This content has been archived. It may no longer be relevant
I’m not even going to try to spin this into advertising. Anyone who has read this blog knows that I am a sucker for all things related to quantum – and especially the pursuit of a quantum computer (quamputer). Here’s what I wrote last week about it: “As a physics geek, I do my best to bridge science with advertising. I usually fail. I get that most people simply don’t see (or care) how a quantum computer can help them sell more products. Well, usually, me either. My position is that as science improves computers and mobile devices, the way we interact with the things around us will fundamentally change.” I figure if I repeat it enough, you’ll start to believe it. Anyway, I admit that I get irrationally excited when I see stories like this one from Discovery News:
For the first time, researchers have teleported 10,000 bits of information per second from point A to point B across a distance of about six millimeters and inside a solid state circuit, similar to a computer chip. Although the accomplishment differs from teleporting mass, like a person — such as that seen on science fiction shows like Star Trek — the remarkable feat demonstrates what could be possible with a quantum computer. The scientists, from the Swiss Federal Institute of Technology (ETH) in Zurich, report their findings in this week’s issue of Nature.
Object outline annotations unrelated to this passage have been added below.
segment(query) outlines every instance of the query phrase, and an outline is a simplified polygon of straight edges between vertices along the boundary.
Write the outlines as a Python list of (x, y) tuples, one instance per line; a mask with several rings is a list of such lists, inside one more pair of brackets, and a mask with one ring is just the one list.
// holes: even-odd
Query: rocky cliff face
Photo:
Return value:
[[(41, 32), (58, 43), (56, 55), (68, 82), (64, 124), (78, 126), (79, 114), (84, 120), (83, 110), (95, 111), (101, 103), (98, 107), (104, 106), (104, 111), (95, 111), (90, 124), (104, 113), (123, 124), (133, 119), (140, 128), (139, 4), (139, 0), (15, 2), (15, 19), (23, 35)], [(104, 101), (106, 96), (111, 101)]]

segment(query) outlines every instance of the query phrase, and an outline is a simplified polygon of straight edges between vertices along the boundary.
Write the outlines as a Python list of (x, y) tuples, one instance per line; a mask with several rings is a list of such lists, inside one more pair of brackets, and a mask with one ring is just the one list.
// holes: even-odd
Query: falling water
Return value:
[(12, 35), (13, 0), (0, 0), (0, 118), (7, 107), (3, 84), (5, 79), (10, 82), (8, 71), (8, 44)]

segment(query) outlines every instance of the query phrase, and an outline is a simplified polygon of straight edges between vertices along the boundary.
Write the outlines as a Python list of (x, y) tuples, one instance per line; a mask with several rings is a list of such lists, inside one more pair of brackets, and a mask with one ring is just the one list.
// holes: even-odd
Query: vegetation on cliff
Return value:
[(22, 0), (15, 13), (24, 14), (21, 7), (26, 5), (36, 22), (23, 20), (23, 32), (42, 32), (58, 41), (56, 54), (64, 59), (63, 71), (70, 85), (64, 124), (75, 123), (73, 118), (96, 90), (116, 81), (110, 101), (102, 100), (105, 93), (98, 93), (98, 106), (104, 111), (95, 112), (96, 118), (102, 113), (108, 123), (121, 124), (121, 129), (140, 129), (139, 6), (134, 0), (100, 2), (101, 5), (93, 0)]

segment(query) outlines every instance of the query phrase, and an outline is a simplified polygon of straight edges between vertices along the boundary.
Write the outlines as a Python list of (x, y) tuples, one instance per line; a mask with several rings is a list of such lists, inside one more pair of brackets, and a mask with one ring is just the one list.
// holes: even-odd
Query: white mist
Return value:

In their experiment, the team spaced three micron-sized electronic circuits on a seven-by-seven-millimeter computer chip. Two of the circuits worked as a sending mechanism, while the other served as the receiver. The scientists cooled the chip to near absolute zero and ran a current through the circuits. At that frigid temperature and small scale, the electrons in the circuit — which are the quantum bits of information, the qubits — started to behave according to the rules of quantum mechanics. The qubits became entangled. This means they become linked, sharing identical quantum states, even if physically separated from one other.
Specifically, the qubits in the sender circuit became entangled with those in the receiving circuit. The ETH team encoded some information into the qubits in the sending circuits and then measured of the state of the qubits in the receiver circuit. Whatever state the qubits had been in the sender was reflected instantly in the receiving circuit. The researchers had teleported the information. This is different from the way information is sent in ordinary computers, electrons carry information along wires or through the air via radio waves. In this case, no bit of data physically traveled along a route — instead the information disappeared from one location and reappeared at another.
Other experimenters have teleported quantum bits, too, and have done so across a larger distance. But those teams only got the teleportation to work once in a while, perhaps a few percent of the time. The ETH team was also able to teleport up to 10,000 quantum bits every second, and get it to work right consistently. That’s fast enough and accurate enough to build a useful computer. “Basically we can push a button and have this teleportation work every time,” said Andreas Wallraff, Professor at the Department of Physics and head of the study.